Breaking
beta-lactams
Our goal is to construct a biosensor for beta- lactam antibiotics that uses a fluorescent protein to indicate the presence of antibiotics, degrades them, and signals successful degradation with another fluorescent protein.
Project motivation and description
Multi-resistant bacteria cause millions of deaths each year. While the search for new antibiotics to fight strains who are resistant to broadly used antibiotics continues, we as a team wanted to focus on one cause for multi resistant bacteria. The agricultural industry pollutes the environment with antibiotics on a large scale. To take correct measures to counteract the pollution, detecting antibiotics in samples with an easy-to-use sensor, is one of the first steps to lessen the burden intensive industries put on our planet each year.
The iGEM Bochum Team strives to find a biosensor for beta-lactam antibiotics that are broadly used in the meat industry. The basic idea is to detect the presence of beta-lactam antibiotics in small samples using a whole-cell biosensor, focusing on the analysis of wastewater.
The presence of beta-lactam antibiotics is detected by the sensor through uptake of the antibiotics by the cells, leading to induced expression of the gene for the fusion protein consisting of a beta-lactamase and super fold GFP (sfGFP). This will lead to the degradation of the beta lactam ring by the beta-lactamase and a green, fluorescent feedback. Subsequently, the degradation product induces the expression of another fluorescence protein gene, the mCherry, which provides additional feedback on the degradation of the beta lactam antibiotics in the sample.
To achieve this task, we plan on performing three general steps. We decided to use ,Bacillus licheniformis, as our host organism. ,B. licheniformis, is a gram-positive bacterium, labelled as a GRAS organism, that possesses a chromosomally localized beta-lactamase gene. This makes the bacterium attractive for the use as a biosensor. First, we want to construct a plasmid that allows us to insert the sfGFP gene chromosomally downstream of the gene for the beta-lactamase by homologous recombination. This is done by cloning 1.5 kb upstream and downstream from the site where the sfGFP is to be inserted chromosomally and the sfGFP gene into the vector pDM4. The cloning is performed via the Gibson-Assembly. The second step involves transformation of the plasmid into ,B. licheniformis, by electroporation and the two-step allelic exchange. After transformation of the suicide vector in the host cell, homologous recombination occurs between the allelic exchange vector pDM4 and the recipient chromosome. The success of the first crossover is determined by antibiotic resistance, followed by sucrose counter-selection for the second crossover. Finally, the gene encoding mCherry is placed under the control of a promoter sensitive to proline derivatives, cloned into a plasmid, and transformed into ,B. licheniformis,. This leads to the expression of mCherry when beta-lactam antibiotics are degraded, since the degradation product of beta-lactam antibiotics forms a proline analogue.

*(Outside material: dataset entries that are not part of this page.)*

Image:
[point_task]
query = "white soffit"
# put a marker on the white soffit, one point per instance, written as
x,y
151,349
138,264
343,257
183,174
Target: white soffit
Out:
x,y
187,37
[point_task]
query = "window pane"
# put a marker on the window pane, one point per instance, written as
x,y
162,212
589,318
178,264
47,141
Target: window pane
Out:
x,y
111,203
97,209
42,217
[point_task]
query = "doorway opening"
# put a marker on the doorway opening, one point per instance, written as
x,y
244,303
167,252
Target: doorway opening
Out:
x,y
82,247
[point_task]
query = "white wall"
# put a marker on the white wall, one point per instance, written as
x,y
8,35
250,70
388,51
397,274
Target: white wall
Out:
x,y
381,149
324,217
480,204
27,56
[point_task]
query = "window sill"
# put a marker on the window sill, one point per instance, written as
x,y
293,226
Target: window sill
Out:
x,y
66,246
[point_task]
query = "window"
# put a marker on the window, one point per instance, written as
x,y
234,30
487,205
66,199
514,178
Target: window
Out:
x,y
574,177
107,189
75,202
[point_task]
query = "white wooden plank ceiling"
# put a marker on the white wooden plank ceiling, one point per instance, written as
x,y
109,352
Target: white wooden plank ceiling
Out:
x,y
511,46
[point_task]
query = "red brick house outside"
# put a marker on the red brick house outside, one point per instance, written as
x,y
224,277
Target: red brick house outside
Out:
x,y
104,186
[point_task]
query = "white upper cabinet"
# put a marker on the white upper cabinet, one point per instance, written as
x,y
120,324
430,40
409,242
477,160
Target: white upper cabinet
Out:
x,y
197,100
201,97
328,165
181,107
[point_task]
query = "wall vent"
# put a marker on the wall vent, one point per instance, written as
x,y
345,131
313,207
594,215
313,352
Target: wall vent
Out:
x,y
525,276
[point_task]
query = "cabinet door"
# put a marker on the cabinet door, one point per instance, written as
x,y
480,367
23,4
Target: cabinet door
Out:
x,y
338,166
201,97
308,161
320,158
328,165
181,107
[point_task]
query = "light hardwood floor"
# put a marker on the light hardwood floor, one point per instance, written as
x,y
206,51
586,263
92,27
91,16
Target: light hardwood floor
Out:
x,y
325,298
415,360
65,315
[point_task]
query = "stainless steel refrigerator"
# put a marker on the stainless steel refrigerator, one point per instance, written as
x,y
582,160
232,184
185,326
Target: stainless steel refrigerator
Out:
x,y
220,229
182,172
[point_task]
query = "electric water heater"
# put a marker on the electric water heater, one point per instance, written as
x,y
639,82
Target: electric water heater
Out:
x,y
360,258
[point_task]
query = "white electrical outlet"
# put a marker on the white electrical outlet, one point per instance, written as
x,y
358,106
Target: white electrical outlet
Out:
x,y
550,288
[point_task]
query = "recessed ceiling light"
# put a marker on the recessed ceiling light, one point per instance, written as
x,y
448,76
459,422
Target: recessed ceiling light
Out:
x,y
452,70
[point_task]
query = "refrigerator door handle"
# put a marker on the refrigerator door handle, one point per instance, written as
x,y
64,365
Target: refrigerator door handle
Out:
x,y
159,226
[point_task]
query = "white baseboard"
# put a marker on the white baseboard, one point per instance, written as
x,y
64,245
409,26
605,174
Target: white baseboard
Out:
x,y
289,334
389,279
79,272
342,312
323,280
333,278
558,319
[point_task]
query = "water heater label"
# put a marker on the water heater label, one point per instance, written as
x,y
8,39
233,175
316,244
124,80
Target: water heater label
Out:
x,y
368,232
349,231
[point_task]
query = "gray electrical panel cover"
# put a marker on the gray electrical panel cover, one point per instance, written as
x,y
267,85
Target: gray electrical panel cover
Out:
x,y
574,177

In addition to our goal of testing for beta-lactam antibiotics, we also have the idea of widening the range of our biosensor by creating different strains that are sensitive to different antibiotics. These strains can be immobilized next to each other on a plate to have one biosensor that detects a vast range of antibiotics.
Who are we?
We are students of biology and biochemistry in the master’s programme of the RuhrUniversität-Bochum.